" To most observers, though, Mom Boucher appeared to take the crackdown as a personal challenge. In June and September of 1997, two off-duty prison guards were murdered in drive-by shootings. One of the gunmen would later testify that Boucher ordered the killings to send a message to would-be prison informers. (He also recalled being summoned to Boucher's house and sent up in a helicopter to patrol for rival gang members.) Boucher spent most of the following year behind bars, but the jury evidently didn't believe the gunman-the only witness, an ex-con-and Boucher was acquitted. From then on, he made a point of flaunting his apparent impunity (even while he, like Faucher, rarely left home without a bulletproof vest). He worked out daily at a gym across the street from a police precinct house. Two or three times a week, he held meetings at a food court in the building that housed the cops' investigative unit. Sometimes he even took snapshots of the detectives, with whom he was by then well-acquainted.

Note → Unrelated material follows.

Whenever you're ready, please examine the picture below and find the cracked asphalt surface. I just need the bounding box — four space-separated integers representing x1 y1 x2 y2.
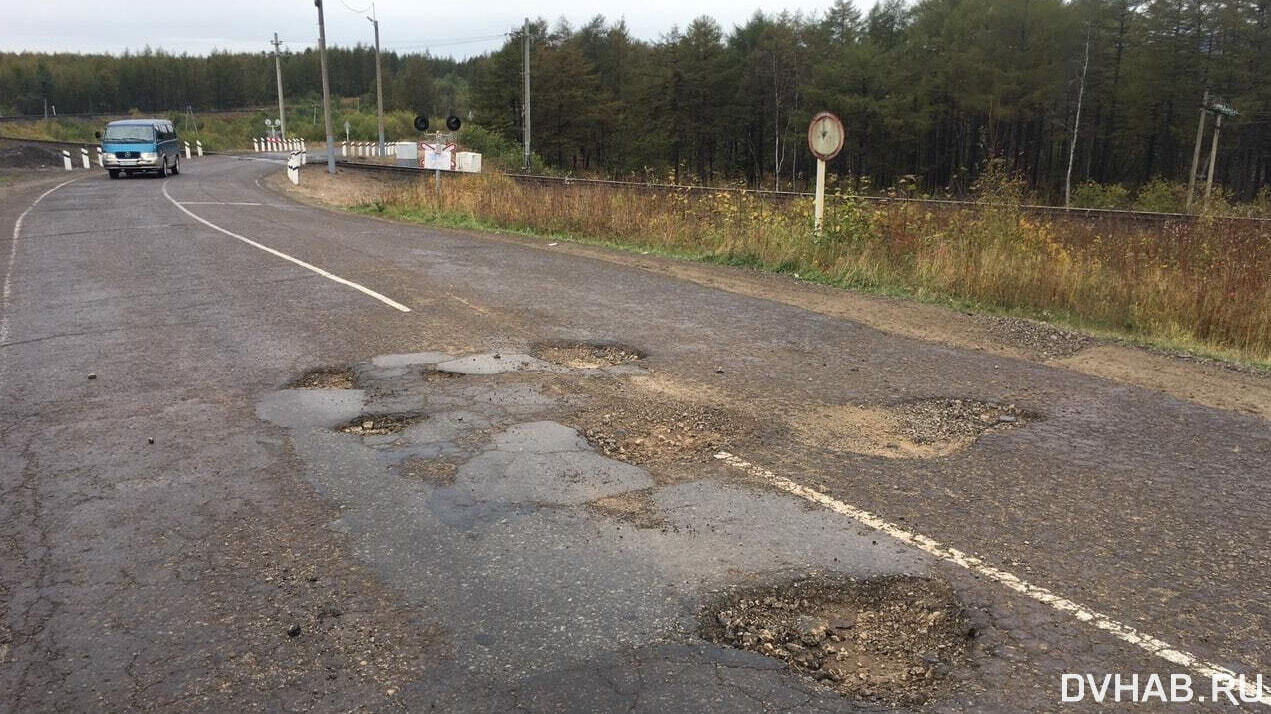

Even Canada's criminal population began to take umbrage. Police say several underworld figures in Montreal sent word to Boucher to cool things down before the laws became so strict that none of them would be able to function. "There was huge pressure from the Italians, and even the Asian and Colombian gangs, for a truce," says a source at the Canadian intelligence agency. Finally, Fred Faucher would get his meeting with the Hells.
On October 8, 2000, Mom Boucher sat down with Faucher at the Bleu Marin. A photographer from the weekly crime tabloid Allo Police was invited to take pictures as the rival leaders smiled and shook hands. After the cameraman was shooed away, Boucher made an unexpected offer: He invited the Rock Machine to join the Hells Angels. "Their idea was if we sit all together, we can have something that will last forever," Faucher says. "'We have so many involved,' they said, 'so many people around us, so many support clubs.' All that would be ours."
For the Rock Machine, joining the Hells Angels seemed like an odd move-if not, in light of the Lennoxville Massacre, altogether naïve. Faucher, however, says he took the offer back to his troops. "We agreed that we'd stay together [as the Rock Machine] for another year, and get to know each other for a while and settle down the dust," he says.
Of course, that didn't happen. Two days after the meeting, Boucher was arrested again; the government had won the right to retry him for the murders of the two prison guards. Soon he would be charged with thirteen more murders and a host of other crimes in a case police had been developing for months with the help of an informant. Danny Kane, a 31-year-old contract killer for the Hells Angels, was living a double life in almost every way. At home, he was a husband and father of four. Away from home, he was the gay lover of a Hells Angels associate, a convicted killer whom he had met through a personal ad. And at work, as the driver and bodyguard for one of Boucher's top associates, he was secretly recording conversations and copying computer disks that police say documented a $1 billion-a-year cocaine empire headed by Boucher's Nomads. A few weeks after turning over his evidence, which police hope will deal a lethal blow to the Hells Angels, Kane was found dead in his garage of carbon-monoxide poisoning.
With Boucher locked up, the Rock Machine saw an opportunity. Five members-Faucher was not among them-flew to Germany and finally secured an official invitation to join the Bandidos. Police say the Rock Machine voted to accept the offer at a meeting on November 29, 2000, a move that is hard to interpret as anything but a battle cry. Faucher is adamant that the decision came after his last arrest, on December 6. "What we agreed on before I got locked in, I stood up to that," Faucher says. "You can tell Mom."
Either way, the Bandidos' arrival in Canada has triggered a worldwide expansion drive by both Hells Angels and Bandidos. Law-enforcement experts in the United States, including the FBI, say the actions resemble a military preparation. "There's friction in Germany, there's friction in New Mexico, there's friction in Colorado," says Patrick Schneider, a U.S. attorney based in Phoenix and the president of the International Outlaw Motorcycle Gang Investigators Association. "For the first time, you have the Hells Angels' world dominance being seriously challenged. One of two things has to happen: Either they work out an uneasy truce, divide up the territory and co-exist, or I can't see that there's going to be anything short of a bloodbath worldwide."